(730e) Hydrothermal Stability of Chloromethyl Polystyrene Based Solid Acid Catalysts and Mechanism of Cellulose Hydrolysis

Cellulose is one of the major components of lignocellulosic biomass and the most abundant renewable polymer on earth. As such it could serve as a sustainable feedstock for the production of commercially important fuels and chemicals. However, cellulose conversion to smaller platform molecule is the major bottleneck for economically competitive utilization of lignocellulosic biomass.

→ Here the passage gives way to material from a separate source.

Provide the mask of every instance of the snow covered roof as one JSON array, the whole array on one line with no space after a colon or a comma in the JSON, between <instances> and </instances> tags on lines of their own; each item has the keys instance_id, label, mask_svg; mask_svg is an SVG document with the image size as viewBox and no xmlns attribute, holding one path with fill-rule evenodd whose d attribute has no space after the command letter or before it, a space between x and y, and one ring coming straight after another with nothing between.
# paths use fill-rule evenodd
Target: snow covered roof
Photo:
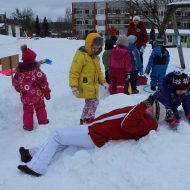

The most common processes to depolymerize cellulose employ liquid acid or enzyme catalyzed hydrolysis to produce glucose. However, issues such as reactor corrosion, slow reaction rates, and inability to recycle limits the cost-effective conversion of cellulose. Alternatively, solid acids have been proposed as reusable catalysts for cellulose hydrolysis. Introduction of binding groups in the catalyst structure is hypothesized to increase the affinity between the solid acid and cellulose, brining the glycosidic bonds within contact with catalytic sites resulting in a higher hydrolysis rate. This hypothesis finds support in adsorption studies of small cellulosic molecules such as cellobiose and glucose. However, the mechanism of such catalytic activity has not been elucidated.

Chloromethyl polystyrene based bifunctional catalysts have showed high activity towards cellulose depolymerization. It is hypothesized the chlorine participates in hydrogen bonding with the hydroxyl groups in cellulose chains. However, the chloromethyl groups is rather label and could hydrolyze in hydrothermal conditions generating hydrochloric acid. Hydrochloric acid could also catalyze cellulose depolymerization, but its effect on the overall catalytic mechanism has not be evaluated.

In this work we studied partially sulfonated chloromethyl polystyrene catalyst for cellulose hydrolysis. Structural analysis of catalyst revealed that synthesis procedure results in little to no chlorine available on the external surface, but presence of hydroxyl groups, which can also participate in hydrogen bonding with cellulose. The catalyst showed high activity towards hydrolyzing cellulose resulting in levulinic acid and formic acid as major products. However, analysis of the solid and the liquid media revealed chloromethyl group hydrolysis and hydrochloric acid generation. This observation raised the question if the catalyst is indeed acting as a solid acid.

In order to elucidate the mechanism of hydrolysis we subjected the catalyst to hydrothermal reaction conditions in the absence of cellulose. Monitoring pH and chloride ion concentration, we developed a kinetic profile of hydrochloric acid generation. Cellulose hydrolysis kinetic models involve ion concentration as a preexponential factor on the expression for the reaction rate constant. We hypothesized that incorporating the time dependence of the acid concentration in the kinetic model of cellulose hydrolysis to glucose and subsequent dehydration to HMF, levulinic acid, and formic acid would be able to accurately predict experimental results. An acceptable agreement between model and experimental product yields pointed to the liquid acid acting as the primary catalyst, obscuring any catalytic activity, if any, of the solid catalyst. Further support was obtained by carrying out hydrolysis by a titrated solid acid catalyst, in which the sulfonic acid groups have been ion exchanged and, thus, rendered inactive; similar yields were obtained as the non-titrated catalyst. The results in this investigation highlight the need for systematic study of proposed solid acids for cellulose hydrolysis and consideration of potential release of homogeneous acids in the reaction media.